When naruto expanded it against human realm, it didn't continue forward, it stopped. Same thing happens here.

And you missed the part about naruto not just expanding it, but detonating it when he wants.



Nikushimi said:


> Why do people keep ignoring the match stipulations?
> 
> _Full knowledge_. That means both sides.


my bad


----------



## Nikushimi (Nov 15, 2013)

Rocky said:


> Naruto throws it at the ground near Kabuto, who get's caught in the explosion. Jiraiya follows up with a "mountain-hollowing" Sage Odama Rasengan. :ignoramus
> 
> GG Kabuto.



Then Naruto and Jiraiya get caught in the blast and die.

While Kabuto liquifies, regens, and laughs. :ignoramus



ueharakk said:


> When naruto expanded it against human realm, it didn't continue forward, it stopped. Same thing happens here.



Ningendou couldn't turn into water.


----------



## Rocky (Nov 15, 2013)

Nikushimi said:


> Then Naruto and Jiraiya get caught in the blast and die.
> 
> While Kabuto liquifies, regens, and laughs. :ignoramus




Guess you didn't pick up on the fact that I used the strategy _you_ yourself suggested Sage Naruto should use against the Base Uchiha like a week ago. 



Nikushimi said:


> Naruto just has to throw FRS at the ground somewhere near them and it'll take them all out.


----------



## ueharakk (Nov 15, 2013)

Nikushimi said:


> Ningendou couldn't turn into water.



cman main, dondomeladat


----------



## Trojan (Nov 15, 2013)

Astral said:


> Fodder jutsu? Sound 5 is fodder?
> 
> Tayuya's jutsu is fodder? Temari was able to deal with Chains of Fantasia because Kamatiri's wide scale futon deflected the sound mediums. Now I don't see how a jutsu that bypassed two city level defenses and takes less than a second to prepare is fodder.
> 
> ...



- Well, yeah. @.@
- Well, that's her jutsu, no?

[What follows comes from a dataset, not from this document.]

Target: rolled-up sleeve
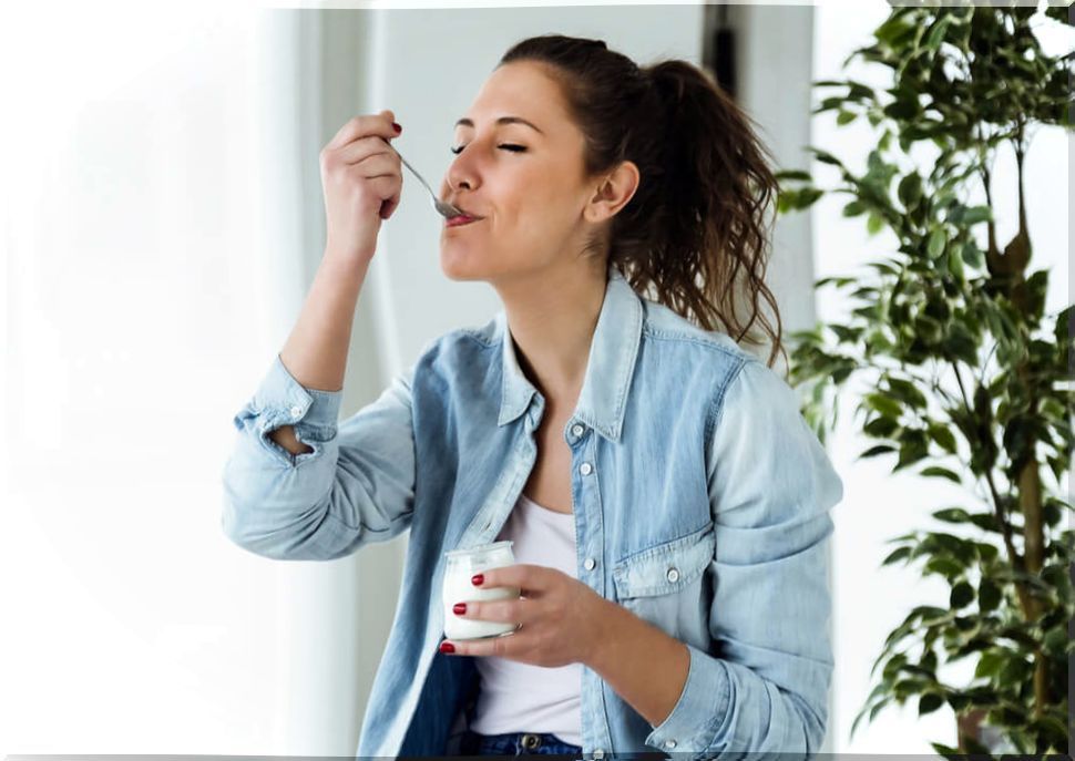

You jast can't tell me they can deal with this only because they have
that. That's silly! As for the second part, if someone of Shika and Temari's level dealt with it, I
don't see hos a sannin level shinobi wont. 

- Mmm, Kimmi is not fodder. But, I don't know what do you mean by the second part. @.@

- Yes, he is fodder, he lost to pre time skep choji for God's sake.  
Also, those walls you posted
1- Are not feats for Jirobo to begin with.
2- they failed.
3- the jutsu that Kabuto can use from him is only to move a piece of earth as it did to the Amatersu, that's all.


----------



## ATastyMuffin (Nov 15, 2013)

I understand what Nikushimi's trying to do here, but there's a question I want answered:

What is Sage Kabuto's strongest offensive feat? Sage Art: White Extreme Attack and his Chains of Fantasia genjutsu are great ways to immobilize his opponents, but personally, I see no viable method for the guy to actual hurt his opponents, especially when the weaker of the two Frog Sages casually survived an impact large enough to yield a crater that is considerably wider and deeper than that of Liger Bomb.

I'm not buying the notion that a Chakra Scalpel, however senjutsu-enhanced, or Sage Art: Inorganic Animation, can actually hurt them with bifurcating Itachi as the sole feat to attest to. Kabuto's going to need much stronger attacks than the likes of which he's shown thus far.


----------



## Nikushimi (Nov 16, 2013)

Rocky said:


> Guess you didn't pick up on the fact that I used the strategy _you_ yourself suggested Sage Naruto should use against the Base Uchiha like a week ago.



The Uchiha can't liquify, they don't have a healing factor, and they don't have Sage Mode bodies.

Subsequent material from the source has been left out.